The EU has now become a larger export market for Asia than the US. However, the more fundamental trend is that both are declining in relative significance. In and of itself, this suggests that a recession in the US will have a smaller impact on Asian exports and growth than it did in the past, ADB analysis states.
In the light of post-crisis weakening of its growth, the EU’s relative contribution to Asia’s export growth has shrunk since the global crisis. Prior to the crisis, the EU accounted for 16.5 per cent of the region’s export growth but after the crisis this figure dropped by 4 percentage points to 12.4 per cent.
According to the analysis, the dominant channel of transmission of the euro crisis to Asia will be the trade channel but there will be effects on Asia’s financial sector as well.
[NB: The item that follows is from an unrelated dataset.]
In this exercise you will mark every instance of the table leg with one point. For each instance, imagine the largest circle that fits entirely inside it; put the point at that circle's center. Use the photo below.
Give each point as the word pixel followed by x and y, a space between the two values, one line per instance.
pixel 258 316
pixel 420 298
During the global crisis of 2008-2009, Asia’s financial systems were largely immune from the credit crunch which engulfed the EU and the US except for sporadic bouts of turbulence in a few countries. But by and large, credit continued to flow uninterrupted from the financial system to the real economy and Asia was largely spared the financial paralysis which almost brought financial intermediation to a standstill in the West.
Overall, eurozone has been an important source of foreign bank loans for developing Asia. According to data from the Bank for International Settlements, in September 2011 Asia’s borrowings from eurozone banks amounted to around $440 billion, equivalent to 14 per cent of the region’s total foreign bank financing.
The 2008–2009 global financial and economic crisis gave a vivid reminder of Asia’s continued vulnerability to the G3 - the United States (US), the European Union (EU), and Japan - business cycle. Despite the negligible exposure of the region’s banking system to sub-prime assets, the crisis hit the region hard through the trade channel.
The impact of the euro crisis on Asia’s GDP growth will differ from country to country but the overall impact is likely to be significant but manageable. This is consistent with the overall picture of a declining role of EU in Asia’s exports and export growth.
In conclusion, the analysis says that developing Asia can and should make bigger contributions toward fostering global financial stability. Global financial turmoil is a global public bad and, by the same token, global financial stability is a global public good. The post-global crisis world is likely to be characterised by moderation due to slower growth in the advanced economies.